IPFS has a name service:

  • IPNS, an SFS inspired name system
  • global namespace based on PKI
  • serves to build trust chains
  • compatible with other NSes
  • can map DNS, .onion, .bit, etc to IPNS

FAQ

Feel free to submit more questions as issues or via my email.

What is the goal of IPFS?

To evolve infrastructure of the internet and the web, with many things we've learned from successful systems, like Git, BitTorrent, Kademlia, Bitcoin, and many more.

This is the sort of thing that would have come out of ARPA/DARPA/IETF/BellLabs in another age. In this age, these things "come out of the woodwork", which is coming to mean "from the internet", despite wood being a subpar computer construction material.

Is this open-source?

Yes! 100% raw, unadulterated, Free Open Source Software.

How do I help!?

Please read CONTRIBUTE.md. Help with the design. Write or contribute to an implementation or application.

How is this different from X?

There is probably a specific discussion about that in the issues. If not, start it.

Who designed it?

IPFS is the brainchild of Juan Benet.

But IPFS has been designed by the internet at large. The ideas behind IPFS have been around for many years, in the form of excellent open source systems and research. If it gets far at all, IPFS will be standing on the wigs of giants.

And, there are many people whose papers, conversations, or work have directly contributed to its design and implementation.

What is the relation to Filecoin?

Filecoin is the sister protocol of IPFS. While neither protocol depends on each other, they are perfectly complementary. IPFS handles high performance distribution of objects; Filecoin handles incentivizing the world to backup/seed objects.

Why the name IPFS?

The original name was GFS, which stood for the Global File System and seemed more accurate than GitFS. But that exact name was already taken. So I switched Global for Galactic, in an homage to Licklider's Intergalactic Computer Network, and because peer-to-peer systems look like galaxies to me. But GFS caused confusion with yet another GFS, even though that one is not even open source.
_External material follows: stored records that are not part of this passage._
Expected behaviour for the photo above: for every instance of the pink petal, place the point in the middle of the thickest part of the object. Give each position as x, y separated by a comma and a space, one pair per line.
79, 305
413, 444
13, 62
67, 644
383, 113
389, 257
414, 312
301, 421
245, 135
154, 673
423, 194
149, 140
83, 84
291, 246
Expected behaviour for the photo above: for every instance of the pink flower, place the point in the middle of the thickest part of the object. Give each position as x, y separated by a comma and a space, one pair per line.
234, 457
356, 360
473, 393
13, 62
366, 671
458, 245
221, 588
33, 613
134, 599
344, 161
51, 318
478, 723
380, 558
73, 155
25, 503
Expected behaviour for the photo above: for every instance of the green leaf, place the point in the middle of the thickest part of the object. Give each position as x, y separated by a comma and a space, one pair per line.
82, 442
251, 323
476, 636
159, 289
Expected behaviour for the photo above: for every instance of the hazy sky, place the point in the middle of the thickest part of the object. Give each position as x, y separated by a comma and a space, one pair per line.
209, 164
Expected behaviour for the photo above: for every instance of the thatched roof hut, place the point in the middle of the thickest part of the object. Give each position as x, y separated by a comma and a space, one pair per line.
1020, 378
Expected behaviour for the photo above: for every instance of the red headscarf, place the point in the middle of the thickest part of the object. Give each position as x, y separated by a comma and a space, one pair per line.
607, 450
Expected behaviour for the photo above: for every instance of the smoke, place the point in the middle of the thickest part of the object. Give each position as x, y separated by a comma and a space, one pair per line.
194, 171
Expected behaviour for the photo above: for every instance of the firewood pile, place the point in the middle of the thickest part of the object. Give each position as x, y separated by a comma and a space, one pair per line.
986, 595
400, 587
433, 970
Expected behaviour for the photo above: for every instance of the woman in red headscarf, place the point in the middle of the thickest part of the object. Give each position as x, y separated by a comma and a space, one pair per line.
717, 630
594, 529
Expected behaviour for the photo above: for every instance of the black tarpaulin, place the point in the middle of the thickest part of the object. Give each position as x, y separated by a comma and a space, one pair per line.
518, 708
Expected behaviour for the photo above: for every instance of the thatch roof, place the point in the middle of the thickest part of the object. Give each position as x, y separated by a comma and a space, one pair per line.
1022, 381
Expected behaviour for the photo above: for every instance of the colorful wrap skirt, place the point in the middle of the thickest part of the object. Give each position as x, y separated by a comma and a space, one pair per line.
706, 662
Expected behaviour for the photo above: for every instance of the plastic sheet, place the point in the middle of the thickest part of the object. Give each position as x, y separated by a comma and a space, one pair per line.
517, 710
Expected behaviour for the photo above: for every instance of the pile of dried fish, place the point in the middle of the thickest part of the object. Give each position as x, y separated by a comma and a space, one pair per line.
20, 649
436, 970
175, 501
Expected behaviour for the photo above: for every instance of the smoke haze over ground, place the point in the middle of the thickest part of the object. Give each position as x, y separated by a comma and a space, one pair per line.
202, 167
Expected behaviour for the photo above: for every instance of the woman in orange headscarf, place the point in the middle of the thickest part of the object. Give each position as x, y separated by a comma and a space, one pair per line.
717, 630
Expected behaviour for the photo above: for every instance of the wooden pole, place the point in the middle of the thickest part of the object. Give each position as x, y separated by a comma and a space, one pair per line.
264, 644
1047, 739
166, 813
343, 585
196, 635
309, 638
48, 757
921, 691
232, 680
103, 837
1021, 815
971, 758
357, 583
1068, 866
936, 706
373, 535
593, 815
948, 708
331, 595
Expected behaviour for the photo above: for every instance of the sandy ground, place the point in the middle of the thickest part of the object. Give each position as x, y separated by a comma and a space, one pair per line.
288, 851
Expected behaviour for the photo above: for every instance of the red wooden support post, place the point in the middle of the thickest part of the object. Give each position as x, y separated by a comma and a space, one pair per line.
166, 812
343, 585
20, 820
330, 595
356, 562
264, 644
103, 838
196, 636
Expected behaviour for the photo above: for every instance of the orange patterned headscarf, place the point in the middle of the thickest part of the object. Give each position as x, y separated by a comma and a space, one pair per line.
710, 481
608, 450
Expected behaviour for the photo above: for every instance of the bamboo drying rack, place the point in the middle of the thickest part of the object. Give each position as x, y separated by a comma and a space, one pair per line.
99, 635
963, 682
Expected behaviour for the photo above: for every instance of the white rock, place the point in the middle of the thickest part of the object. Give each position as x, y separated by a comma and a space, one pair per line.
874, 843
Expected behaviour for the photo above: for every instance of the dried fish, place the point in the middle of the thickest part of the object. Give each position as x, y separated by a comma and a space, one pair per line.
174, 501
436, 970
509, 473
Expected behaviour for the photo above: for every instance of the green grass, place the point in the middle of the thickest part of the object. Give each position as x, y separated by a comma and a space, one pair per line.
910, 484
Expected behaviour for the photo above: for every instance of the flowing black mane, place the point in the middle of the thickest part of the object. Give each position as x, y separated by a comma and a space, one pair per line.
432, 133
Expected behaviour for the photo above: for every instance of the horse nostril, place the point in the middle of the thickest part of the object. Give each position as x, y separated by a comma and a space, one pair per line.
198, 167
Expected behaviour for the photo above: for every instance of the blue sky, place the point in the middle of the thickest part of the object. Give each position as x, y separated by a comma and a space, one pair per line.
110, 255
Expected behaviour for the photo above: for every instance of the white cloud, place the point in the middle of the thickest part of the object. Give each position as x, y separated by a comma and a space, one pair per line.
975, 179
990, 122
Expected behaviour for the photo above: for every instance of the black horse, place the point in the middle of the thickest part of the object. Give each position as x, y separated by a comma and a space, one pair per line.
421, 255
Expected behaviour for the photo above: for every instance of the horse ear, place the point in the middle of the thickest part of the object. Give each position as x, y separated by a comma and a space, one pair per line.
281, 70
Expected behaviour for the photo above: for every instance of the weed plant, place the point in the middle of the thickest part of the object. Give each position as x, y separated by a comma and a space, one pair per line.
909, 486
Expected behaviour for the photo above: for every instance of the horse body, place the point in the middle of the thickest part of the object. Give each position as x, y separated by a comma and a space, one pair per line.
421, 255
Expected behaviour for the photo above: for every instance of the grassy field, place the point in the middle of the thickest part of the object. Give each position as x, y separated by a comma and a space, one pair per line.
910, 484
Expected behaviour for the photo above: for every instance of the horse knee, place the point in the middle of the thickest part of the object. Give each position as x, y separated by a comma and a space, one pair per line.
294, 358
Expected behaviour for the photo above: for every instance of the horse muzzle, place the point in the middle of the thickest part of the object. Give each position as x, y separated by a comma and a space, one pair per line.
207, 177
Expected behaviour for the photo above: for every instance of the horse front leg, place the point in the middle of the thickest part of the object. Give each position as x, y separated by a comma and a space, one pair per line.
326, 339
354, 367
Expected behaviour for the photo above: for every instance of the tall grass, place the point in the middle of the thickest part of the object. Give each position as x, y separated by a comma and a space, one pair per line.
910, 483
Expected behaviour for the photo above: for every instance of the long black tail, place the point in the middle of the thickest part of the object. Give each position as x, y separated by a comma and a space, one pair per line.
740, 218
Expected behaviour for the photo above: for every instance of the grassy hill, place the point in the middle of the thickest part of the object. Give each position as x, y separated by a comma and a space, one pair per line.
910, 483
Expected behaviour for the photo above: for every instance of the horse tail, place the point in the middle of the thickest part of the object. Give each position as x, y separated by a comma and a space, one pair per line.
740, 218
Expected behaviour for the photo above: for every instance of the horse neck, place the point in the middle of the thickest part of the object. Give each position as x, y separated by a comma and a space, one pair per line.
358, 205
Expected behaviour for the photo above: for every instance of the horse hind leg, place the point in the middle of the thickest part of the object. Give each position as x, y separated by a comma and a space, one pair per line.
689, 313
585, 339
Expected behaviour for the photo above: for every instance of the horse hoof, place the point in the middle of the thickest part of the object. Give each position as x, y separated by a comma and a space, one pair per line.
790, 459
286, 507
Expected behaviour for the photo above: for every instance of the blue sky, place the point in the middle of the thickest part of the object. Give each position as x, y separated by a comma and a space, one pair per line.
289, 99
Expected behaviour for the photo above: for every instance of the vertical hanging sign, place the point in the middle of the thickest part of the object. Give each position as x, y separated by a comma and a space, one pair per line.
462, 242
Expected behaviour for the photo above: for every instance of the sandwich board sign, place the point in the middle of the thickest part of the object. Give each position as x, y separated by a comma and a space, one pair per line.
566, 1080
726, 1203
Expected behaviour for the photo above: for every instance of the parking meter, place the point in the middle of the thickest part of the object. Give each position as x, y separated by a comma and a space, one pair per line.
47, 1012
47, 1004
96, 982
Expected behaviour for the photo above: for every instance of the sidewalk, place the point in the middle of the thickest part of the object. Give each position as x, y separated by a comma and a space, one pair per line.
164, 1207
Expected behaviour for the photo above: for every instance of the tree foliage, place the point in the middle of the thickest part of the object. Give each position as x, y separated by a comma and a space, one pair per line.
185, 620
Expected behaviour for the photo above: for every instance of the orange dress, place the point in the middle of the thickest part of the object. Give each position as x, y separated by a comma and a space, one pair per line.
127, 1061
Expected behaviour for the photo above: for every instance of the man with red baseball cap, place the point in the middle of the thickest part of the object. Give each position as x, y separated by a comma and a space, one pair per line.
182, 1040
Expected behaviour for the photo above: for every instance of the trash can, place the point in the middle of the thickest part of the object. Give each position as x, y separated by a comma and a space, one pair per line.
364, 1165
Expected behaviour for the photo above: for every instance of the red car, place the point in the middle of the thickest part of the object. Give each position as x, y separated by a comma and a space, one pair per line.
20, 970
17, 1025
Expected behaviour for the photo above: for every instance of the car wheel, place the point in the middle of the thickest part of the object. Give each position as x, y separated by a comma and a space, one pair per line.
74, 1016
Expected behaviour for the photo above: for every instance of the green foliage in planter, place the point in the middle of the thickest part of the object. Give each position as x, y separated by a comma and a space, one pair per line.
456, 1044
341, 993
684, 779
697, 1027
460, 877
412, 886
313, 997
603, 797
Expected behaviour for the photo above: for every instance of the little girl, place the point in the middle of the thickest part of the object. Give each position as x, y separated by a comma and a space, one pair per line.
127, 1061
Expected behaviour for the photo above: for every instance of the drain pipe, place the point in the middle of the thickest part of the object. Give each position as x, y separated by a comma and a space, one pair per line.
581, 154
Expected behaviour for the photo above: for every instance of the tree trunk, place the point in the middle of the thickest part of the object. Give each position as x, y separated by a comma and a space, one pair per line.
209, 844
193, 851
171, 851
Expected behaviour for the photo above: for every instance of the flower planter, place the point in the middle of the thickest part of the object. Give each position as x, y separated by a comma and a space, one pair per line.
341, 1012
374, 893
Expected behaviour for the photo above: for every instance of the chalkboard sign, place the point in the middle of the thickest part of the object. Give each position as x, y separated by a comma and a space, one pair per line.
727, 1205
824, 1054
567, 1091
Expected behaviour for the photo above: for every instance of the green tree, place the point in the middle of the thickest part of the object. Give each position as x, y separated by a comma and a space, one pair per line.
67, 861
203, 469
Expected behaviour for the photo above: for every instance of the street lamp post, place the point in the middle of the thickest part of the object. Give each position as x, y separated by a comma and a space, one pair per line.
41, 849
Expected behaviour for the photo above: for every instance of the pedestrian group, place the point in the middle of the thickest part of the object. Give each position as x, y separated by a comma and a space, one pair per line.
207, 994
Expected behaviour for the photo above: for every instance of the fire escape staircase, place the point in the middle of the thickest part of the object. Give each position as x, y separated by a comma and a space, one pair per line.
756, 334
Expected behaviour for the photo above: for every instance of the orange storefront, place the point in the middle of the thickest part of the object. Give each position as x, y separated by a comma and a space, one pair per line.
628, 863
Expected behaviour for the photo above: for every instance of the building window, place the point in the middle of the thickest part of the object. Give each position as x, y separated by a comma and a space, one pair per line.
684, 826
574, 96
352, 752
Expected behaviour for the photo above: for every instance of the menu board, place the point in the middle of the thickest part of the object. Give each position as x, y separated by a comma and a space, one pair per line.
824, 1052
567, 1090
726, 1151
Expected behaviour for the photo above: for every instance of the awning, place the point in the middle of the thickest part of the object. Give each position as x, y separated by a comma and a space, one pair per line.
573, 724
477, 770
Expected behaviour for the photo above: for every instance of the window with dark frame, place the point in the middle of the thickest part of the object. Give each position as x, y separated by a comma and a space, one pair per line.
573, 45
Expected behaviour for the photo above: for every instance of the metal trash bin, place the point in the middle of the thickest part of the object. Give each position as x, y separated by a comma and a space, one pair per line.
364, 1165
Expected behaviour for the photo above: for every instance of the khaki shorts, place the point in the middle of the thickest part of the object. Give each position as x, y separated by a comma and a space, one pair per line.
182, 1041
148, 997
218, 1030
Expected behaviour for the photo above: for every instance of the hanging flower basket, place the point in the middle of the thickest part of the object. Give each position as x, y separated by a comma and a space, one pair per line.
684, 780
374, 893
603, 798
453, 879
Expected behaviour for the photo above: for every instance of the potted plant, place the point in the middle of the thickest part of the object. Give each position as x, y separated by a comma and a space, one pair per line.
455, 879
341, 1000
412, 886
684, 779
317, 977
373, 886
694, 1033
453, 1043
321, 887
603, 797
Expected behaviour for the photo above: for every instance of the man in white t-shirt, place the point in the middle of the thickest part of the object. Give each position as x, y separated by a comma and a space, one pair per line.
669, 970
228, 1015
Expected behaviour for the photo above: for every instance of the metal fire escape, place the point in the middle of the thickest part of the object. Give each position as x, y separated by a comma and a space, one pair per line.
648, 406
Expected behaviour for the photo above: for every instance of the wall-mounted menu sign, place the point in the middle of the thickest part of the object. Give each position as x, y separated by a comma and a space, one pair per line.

By popular demand (there were votes and a pronouncement of "GFS is dead. Long live IPFS!" and everything), I switched it to IPFS - InterPlanetary File System, which has several nice properties:

  • IP evokes the goal better: internet infrastructure
  • InterPlanetary still pays a weaker homage to Licklider
  • If all goes well, it may some day actually be InterPlanetary.
  • Name clashes less.

Though it gets harder every day, I can still be convinced to change the name. If you have the killer name, drop me a line.